Bemdito

“Eu não sou sua negra”: trabalho doméstico, racismo e o pó que não limparemos

Herança colonial latente na sociedade racista em que vivemos precisa acabar, virar pó; e não estaremos lá para limpar
POR Izabel Accioly
Foto: Reprodução/TV Globo

Em 25 de agosto, Raiana Ribeiro, uma jovem mulher negra, se viu diante de uma situação desesperadora. Após sucessivas discussões e ameaças, a empresária Melina Esteves França, sua empregadora, passou a lhe agredir verbal e fisicamente. Nas imagens do sistema de câmeras do apartamento, é possível ouvir a ex-patroa ameaçando:

“Eu sei bater. Eu não deixo uma marca em você. Eu arrebento tanto a sua cabeça que você vai parar no hospital. Não brinque comigo, não!”.

As cenas que se seguem são de terror: socos, chutes, puxões de cabelo e ofensas à profissional. A motivação de toda essa violência seria a recusa por parte de Raiana em continuar prestando seus serviços para Melina. Ela argumenta que a violência com que era tratada piorou após ter comunicado a empregadora que iria embora.

No dia seguinte, a babá teve seu celular tomado e foi trancada por Melina em um dos banheiros da residência sem água ou comida. Diante desse contexto, Raiana relata que viu a fuga como opção. Teve de se jogar da janela do apartamento em que estava, no terceiro andar de um condomínio no Imbuí, bairro de classe média alta de Salvador.

A babá foi socorrida, sofreu fraturas nos pés e escoriações pelo corpo e o caso passou a ser investigado pela polícia. Após a repercussão do acontecido, outras onze mulheres, todas negras, prestaram depoimento para a polícia e relataram também terem sofrido agressões, maus tratos e ameaças por parte de Melina.

O fato deste caso ter ocorrido na capital mais negra fora da África não é irrelevante. Pelo contrário, raça é elemento central para entender esta situação. A herança escravocrata enraizada naturaliza o modo cruel como mulheres negras, em especial, as que desempenham trabalho doméstico, são tratadas em nossa sociedade.

Nos últimos meses, vimos repercutir diversos casos de mulheres negras que eram submetidas ao trabalho análogo à escravidão. Um dos casos mais conhecidos foi o de Madalena, mulher negra, que foi escravizada desde a infância por uma família branca de Minas Gerais. Por quatro décadas, Madalena teve seus direitos negados, foi maltratada, teve sua vida roubada.

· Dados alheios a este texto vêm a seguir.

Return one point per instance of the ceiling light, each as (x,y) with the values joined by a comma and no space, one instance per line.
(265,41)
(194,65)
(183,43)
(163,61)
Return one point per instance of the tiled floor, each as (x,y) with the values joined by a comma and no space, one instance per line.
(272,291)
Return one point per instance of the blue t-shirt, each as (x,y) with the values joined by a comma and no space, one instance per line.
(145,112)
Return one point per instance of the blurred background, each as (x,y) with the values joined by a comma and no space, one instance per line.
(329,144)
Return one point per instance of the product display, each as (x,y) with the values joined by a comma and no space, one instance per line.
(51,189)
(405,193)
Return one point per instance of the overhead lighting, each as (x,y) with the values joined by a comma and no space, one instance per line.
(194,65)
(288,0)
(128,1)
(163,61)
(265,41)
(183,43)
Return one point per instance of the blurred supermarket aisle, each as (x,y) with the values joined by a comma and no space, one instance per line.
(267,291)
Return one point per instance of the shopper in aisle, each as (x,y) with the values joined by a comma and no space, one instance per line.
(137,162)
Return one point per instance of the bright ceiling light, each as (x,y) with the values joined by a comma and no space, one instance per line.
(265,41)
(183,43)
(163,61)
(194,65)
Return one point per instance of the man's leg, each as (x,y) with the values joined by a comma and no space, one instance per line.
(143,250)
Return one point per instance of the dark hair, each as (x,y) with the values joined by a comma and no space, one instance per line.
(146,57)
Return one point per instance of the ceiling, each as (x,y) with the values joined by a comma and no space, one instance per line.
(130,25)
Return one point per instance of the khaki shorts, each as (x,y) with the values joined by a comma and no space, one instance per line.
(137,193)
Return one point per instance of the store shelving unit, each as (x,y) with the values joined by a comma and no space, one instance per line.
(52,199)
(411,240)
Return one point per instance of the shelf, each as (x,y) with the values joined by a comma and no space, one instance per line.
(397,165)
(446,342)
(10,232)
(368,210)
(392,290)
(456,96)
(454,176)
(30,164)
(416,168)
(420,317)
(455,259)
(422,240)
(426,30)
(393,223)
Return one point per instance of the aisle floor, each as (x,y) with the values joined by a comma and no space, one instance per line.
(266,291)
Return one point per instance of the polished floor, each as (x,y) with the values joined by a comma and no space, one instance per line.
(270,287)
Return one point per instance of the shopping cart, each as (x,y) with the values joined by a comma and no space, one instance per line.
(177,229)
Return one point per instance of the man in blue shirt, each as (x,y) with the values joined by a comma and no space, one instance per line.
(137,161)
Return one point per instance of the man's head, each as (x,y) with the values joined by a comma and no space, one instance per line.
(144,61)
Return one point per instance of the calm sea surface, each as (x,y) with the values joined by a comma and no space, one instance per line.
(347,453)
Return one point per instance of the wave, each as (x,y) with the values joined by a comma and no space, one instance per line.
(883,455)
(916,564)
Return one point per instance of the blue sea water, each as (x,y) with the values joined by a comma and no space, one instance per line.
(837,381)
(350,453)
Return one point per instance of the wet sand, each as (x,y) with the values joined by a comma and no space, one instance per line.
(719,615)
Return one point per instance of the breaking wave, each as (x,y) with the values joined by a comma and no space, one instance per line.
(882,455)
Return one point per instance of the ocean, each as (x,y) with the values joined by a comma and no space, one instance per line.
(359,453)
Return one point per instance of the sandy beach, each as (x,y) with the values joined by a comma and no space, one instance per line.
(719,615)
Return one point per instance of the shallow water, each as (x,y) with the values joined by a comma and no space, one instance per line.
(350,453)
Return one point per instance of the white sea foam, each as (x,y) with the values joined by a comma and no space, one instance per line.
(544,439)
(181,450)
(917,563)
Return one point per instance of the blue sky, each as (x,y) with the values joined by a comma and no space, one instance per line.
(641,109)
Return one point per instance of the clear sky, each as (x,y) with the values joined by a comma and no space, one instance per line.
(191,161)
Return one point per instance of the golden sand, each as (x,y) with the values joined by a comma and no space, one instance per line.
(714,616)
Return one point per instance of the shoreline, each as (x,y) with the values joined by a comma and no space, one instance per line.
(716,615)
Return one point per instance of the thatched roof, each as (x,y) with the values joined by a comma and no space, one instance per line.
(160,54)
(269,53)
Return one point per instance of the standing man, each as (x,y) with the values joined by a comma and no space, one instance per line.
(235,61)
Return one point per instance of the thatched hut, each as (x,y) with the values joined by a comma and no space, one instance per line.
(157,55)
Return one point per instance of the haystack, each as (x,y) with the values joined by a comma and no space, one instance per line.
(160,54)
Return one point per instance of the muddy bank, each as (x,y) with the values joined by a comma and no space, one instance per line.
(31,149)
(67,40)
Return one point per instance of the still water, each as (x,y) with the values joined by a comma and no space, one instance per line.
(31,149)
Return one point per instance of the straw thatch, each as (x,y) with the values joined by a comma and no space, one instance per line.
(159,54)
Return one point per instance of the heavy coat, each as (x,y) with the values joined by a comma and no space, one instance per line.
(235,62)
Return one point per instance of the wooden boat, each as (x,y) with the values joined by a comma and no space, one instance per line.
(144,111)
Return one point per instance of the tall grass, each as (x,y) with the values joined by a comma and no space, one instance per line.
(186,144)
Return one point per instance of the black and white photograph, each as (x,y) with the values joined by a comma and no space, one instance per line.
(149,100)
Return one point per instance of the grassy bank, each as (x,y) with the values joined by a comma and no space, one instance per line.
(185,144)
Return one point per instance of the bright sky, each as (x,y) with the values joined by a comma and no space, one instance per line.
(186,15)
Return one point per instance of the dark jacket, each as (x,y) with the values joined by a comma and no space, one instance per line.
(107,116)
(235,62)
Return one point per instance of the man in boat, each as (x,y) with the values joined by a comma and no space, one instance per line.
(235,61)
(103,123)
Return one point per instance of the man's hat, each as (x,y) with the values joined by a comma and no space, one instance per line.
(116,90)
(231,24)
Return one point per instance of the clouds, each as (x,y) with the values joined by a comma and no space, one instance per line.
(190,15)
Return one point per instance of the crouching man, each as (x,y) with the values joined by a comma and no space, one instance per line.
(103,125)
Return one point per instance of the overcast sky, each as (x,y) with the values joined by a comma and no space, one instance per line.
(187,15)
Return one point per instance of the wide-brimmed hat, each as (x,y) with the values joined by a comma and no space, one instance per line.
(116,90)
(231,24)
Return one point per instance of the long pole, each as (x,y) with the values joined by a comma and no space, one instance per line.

Em janeiro, uma idosa negra de 63 anos foi resgatada em situação de trabalho análogo à escravidão. Residente no Rio de Janeiro, a mulher trabalhou por 41 anos sem direito a salário. Quando não estava limpando a casa dos patrões, catava latinhas na rua. O dinheiro arrecadado com a reciclagem desse material era tomado pela família que a maltratava. Além disso, seus patrões receberam os valores do auxílio emergencial ao qual a idosa tinha direito.

É notório que a pandemia da Covid-19 agravou as condições de vida de grupos vulnerabilizados, mas não é novidade a violência que mulheres negras que desempenham trabalho doméstico sofrem no ambiente de trabalho.

Gênero e raça são elementos centrais que, entrelaçados, nos ajudam a compreender a condição das mulheres negras brasileiras. Subalternizadas, estamos sempre na busca pela sobrevivência e, infelizmente, a maioria de nós está longe da conquista da autonomia, que dirá do bem viver.

Ao longo dos anos, aconteceram mudanças superficiais nas dinâmicas da opressão racial, entretanto, estruturalmente, mulheres negras continuam sendo a base. A escravização não foi extinta, apenas ganhou uma “nova” roupa remendada em meio ao capitalismo racializado.

A herança colonial latente na sociedade racista em que vivemos precisa acabar, virar pó. Talvez seja por isso que tantas mulheres negras evoquem o poder transformador das chamas quando clamam por “fogo nos racistas”. Desejamos que queimem e virem pó. Nós não estaremos lá para limpar.

Izabel Accioly

Mestra em Antropologia Social pela UFScar, é pesquisadora do Grupo de Estudo e Pesquisa sobre Relações de Poder, Conflitos e Socialidades da USP/UFScar.